Abnormalities in the production of nitric oxide and endothelin-1 have been implicated in the development of preeclampsia. We postulated that long-term nitric oxide synthase inhibition with L-nitro-arginine methyl ester would induce sustained hypertension, a rise in plasma levels of endothelin-1, and fetal growth restriction.
Conscious virgin and pregnant Sprague-Dawley rats received infusions of vehicle or L-nitro-arginine methyl ester (2.5 mg/kg/hr) for 11 days. Mean arterial pressure was assessed serially. On day 21 of gestation (or equivalent in virgin rats) plasma was collected for endothelin-1 levels; pup weight and litter size were determined. Data were analyzed with analysis of variance and regression techniques.
Mean arterial pressure was constant in virgin control rats (n = 7) but declined in pregnant control rats (n = 11) as gestation advanced. Nitric oxide synthase inhibition in virgin (n = 10) and pregnant (n = 11) rats caused sustained elevations in mean arterial pressure (165 +/- 7 vs 100 +/- 3 mm Hg, L-nitro-arginine methyl ester vs control virgin rats, p < 0.0001; 149 +/- 5 vs 91 +/- 2 mm Hg, L-nitro-arginine methyl ester vs control pregnant rats, p < 0.0001). L-nitro-arginine methyl ester induced a rise in plasma endothelin-1 levels in virgin (4.4 +/- 0.1 vs 3.5 +/- 0.1 pg/ml, L-nitro-arginine methyl ester vs control, p < 0.0001) and pregnant rats (3.0 +/- 0.1 vs 2.6 +/- 0.1 pg/ml, L-nitro-arginine methyl ester vs control, p < 0.0001). Pregnant rats had lower endothelin-1 levels than did virgin rats (p < 0.0001). Mean arterial pressure and endothelin-1 were significantly correlated in pregnant rats. L-nitro-arginine methyl ester decreased pup weight (2.4 +/- 0.4 vs 3.7 +/- 0.2 gm/pup/litter, L-nitro-arginine methyl ester vs control, p < 0.01) and litter size (6.6 +/- 1.3 vs 10.2 +/- 0.9 pups/litter, L-nitro-arginine methyl ester vs control, p < 0.05).

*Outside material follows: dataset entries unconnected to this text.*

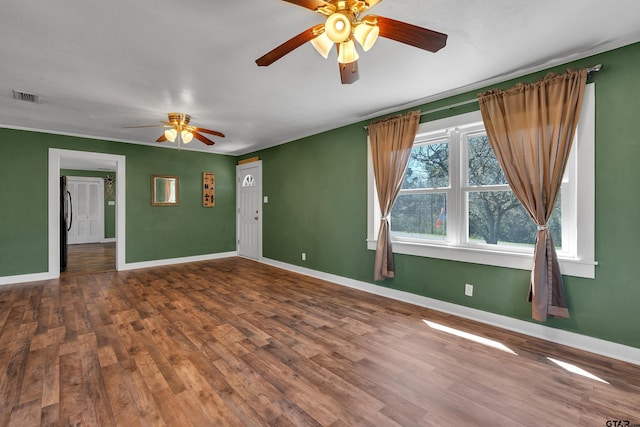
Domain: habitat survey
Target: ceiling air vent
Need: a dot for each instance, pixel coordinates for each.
(24, 96)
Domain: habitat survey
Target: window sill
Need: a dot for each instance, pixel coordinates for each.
(522, 261)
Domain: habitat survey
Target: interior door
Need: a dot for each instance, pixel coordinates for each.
(249, 209)
(87, 210)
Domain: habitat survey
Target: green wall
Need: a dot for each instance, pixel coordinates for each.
(109, 210)
(317, 204)
(153, 232)
(317, 189)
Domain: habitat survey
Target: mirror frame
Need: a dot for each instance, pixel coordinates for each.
(167, 178)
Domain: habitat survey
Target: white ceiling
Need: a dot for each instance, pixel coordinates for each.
(99, 66)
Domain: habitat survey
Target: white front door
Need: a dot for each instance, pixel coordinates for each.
(249, 212)
(87, 207)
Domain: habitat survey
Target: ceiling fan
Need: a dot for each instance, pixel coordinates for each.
(343, 25)
(178, 127)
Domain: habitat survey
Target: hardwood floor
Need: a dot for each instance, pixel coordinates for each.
(235, 342)
(90, 258)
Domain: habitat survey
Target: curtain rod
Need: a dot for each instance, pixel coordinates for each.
(590, 70)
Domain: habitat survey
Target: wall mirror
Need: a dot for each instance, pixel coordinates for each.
(165, 190)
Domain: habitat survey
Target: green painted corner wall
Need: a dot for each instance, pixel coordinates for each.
(109, 210)
(317, 190)
(153, 232)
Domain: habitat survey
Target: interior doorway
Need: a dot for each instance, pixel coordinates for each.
(249, 209)
(82, 160)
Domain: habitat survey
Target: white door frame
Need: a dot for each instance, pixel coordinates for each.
(55, 157)
(100, 202)
(239, 169)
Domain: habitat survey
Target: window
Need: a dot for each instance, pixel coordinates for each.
(455, 202)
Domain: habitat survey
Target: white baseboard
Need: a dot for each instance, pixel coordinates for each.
(23, 278)
(35, 277)
(171, 261)
(594, 345)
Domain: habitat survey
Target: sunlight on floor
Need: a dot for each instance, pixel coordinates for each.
(574, 369)
(471, 337)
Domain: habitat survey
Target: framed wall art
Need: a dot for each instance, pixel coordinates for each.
(208, 189)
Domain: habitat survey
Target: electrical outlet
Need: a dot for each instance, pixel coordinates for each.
(468, 290)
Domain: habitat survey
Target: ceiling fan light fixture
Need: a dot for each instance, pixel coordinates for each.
(347, 52)
(366, 33)
(186, 136)
(338, 27)
(171, 134)
(323, 44)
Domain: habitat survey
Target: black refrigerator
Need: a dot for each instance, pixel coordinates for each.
(66, 217)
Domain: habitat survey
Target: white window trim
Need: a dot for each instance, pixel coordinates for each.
(581, 265)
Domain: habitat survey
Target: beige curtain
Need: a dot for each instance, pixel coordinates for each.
(531, 128)
(391, 143)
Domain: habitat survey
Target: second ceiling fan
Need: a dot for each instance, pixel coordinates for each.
(343, 27)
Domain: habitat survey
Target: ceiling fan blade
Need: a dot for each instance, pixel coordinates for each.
(371, 3)
(315, 5)
(290, 45)
(202, 138)
(212, 132)
(349, 72)
(410, 34)
(149, 126)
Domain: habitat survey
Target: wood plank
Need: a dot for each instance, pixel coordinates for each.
(236, 342)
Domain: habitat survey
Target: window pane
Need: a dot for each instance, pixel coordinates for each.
(498, 217)
(420, 216)
(484, 168)
(428, 166)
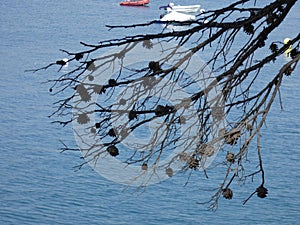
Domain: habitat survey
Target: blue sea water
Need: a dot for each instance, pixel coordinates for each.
(38, 184)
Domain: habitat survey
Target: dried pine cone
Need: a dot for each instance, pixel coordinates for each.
(169, 172)
(232, 136)
(113, 150)
(227, 193)
(193, 163)
(230, 157)
(205, 150)
(262, 191)
(144, 166)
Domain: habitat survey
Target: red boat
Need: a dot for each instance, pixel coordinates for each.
(135, 2)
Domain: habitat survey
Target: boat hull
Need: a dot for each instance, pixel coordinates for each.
(135, 3)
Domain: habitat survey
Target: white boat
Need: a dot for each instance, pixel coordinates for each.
(181, 8)
(174, 16)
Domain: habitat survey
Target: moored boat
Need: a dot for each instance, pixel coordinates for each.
(181, 8)
(135, 2)
(174, 16)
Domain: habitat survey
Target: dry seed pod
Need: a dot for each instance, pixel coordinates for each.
(169, 172)
(230, 157)
(227, 193)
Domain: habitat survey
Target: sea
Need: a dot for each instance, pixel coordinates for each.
(41, 185)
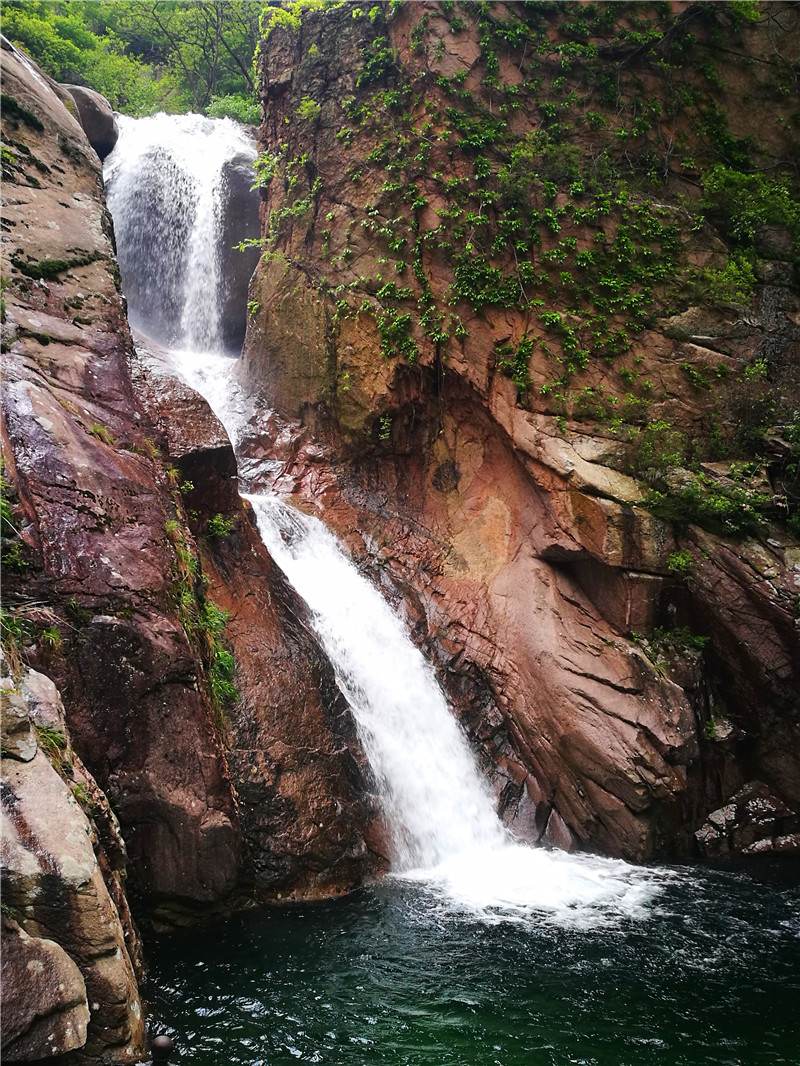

Long-term nitric oxide synthase blockade causes sustained hypertension, elevated levels of endothelin-1, and fetal growth restriction. Although the endocrine and pressor effects are not unique to pregnancy, this model clearly induces some of the changes seen in preeclampsia and may be useful for studying specific interventions.